Açığa İmzanın Kötüye Kullanılması Suçu TCK 209’da düzenlenmiştir. Burada açığa imza terimini inceleyecek olursak, boş kağıda imza şeklinde ilk başta anlayacağımız gibi boş olan çekin, senedin imzalanması şeklinde de meydana gelebilir. Bu boş kağıt suçun konusunu oluşturur. TCK 209 ile korunan hukuki değer kamu güvenidir. Dolayısıyla açığa imzanın kötüye kullanılması suçu, kanunda Kamu Güvenine Karşı İşlenen suçlar arasında yer almıştır.

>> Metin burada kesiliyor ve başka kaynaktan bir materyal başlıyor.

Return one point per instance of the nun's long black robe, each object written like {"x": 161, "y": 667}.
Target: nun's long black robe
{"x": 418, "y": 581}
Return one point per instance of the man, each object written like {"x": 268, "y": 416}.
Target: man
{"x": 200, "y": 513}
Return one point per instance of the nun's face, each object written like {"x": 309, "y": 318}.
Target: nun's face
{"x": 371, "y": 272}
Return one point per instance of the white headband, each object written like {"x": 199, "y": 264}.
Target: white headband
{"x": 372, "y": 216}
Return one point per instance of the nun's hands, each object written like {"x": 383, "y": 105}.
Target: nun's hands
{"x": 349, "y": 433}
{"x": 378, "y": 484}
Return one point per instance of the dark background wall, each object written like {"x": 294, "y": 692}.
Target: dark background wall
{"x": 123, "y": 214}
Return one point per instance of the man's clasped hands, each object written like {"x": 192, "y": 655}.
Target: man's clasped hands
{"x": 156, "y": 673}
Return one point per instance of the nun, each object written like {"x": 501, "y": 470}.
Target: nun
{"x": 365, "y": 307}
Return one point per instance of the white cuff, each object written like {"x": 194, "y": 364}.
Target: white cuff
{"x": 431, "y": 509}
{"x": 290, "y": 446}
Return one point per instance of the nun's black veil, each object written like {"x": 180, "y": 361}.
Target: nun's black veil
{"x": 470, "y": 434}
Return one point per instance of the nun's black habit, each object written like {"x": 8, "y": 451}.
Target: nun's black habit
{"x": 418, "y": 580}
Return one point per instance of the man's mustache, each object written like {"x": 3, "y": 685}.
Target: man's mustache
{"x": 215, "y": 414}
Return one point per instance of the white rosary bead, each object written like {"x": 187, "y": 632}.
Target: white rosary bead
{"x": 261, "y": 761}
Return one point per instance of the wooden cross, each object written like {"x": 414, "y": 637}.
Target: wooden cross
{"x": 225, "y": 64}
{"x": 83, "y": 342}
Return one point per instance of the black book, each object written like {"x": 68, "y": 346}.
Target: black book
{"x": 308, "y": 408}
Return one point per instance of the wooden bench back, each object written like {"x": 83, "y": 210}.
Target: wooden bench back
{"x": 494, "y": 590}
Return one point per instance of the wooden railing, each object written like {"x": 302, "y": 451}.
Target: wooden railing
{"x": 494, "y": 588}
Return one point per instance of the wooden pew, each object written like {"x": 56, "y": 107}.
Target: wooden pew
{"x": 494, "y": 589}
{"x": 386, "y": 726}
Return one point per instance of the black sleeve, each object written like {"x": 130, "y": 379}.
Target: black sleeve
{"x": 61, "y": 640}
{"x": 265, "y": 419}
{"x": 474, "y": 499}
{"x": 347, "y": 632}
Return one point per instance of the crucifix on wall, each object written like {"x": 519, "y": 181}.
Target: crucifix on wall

Açığa imzanın kötüye kullanılması suçunun oluşması için öncelikle manevi unsura bakılmalıdır. Boş kağıda imza atılmasıyla birlikte suçun işlenebilmesi için öncelikle failin bu suçu kasten işlemek maksadıyla hareket etmelidir. Yani boş kağıda imza atılmasıyla birlikte bunu kötüye kullanma istemi bilerek ve isteyerek gerçekleşmelidir.
Kanun bu suçun oluşmasını, belirli tarzda doldurulan ve kullanılmak üzere teslim edilen imzalı veya kısmen boş kağıda, verilme nedeninden farklı bir şekilde doldurulmasıyla açığa imzanın kötüye kullanılması suçu oluşur. Hukuka aykırı olarak ele geçirilmiş veya elde tutulan açığa imzanın (boş kağıda imzanın) hukuki şekilde doldurulması da bu suç oluşacaktır. Bu suçta mağdur boş kağıdı, açığa atılan imzayı atan kişidir. Burada mağduriyet oluşabilmesi için mağdurun, boş kağıda imzayı atması ve bu kağıdı kendi rızası ile faile vermesi, ancak failin bu kağıdı mağdurun istediği şekilde doldurmaması şeklinde oluşur.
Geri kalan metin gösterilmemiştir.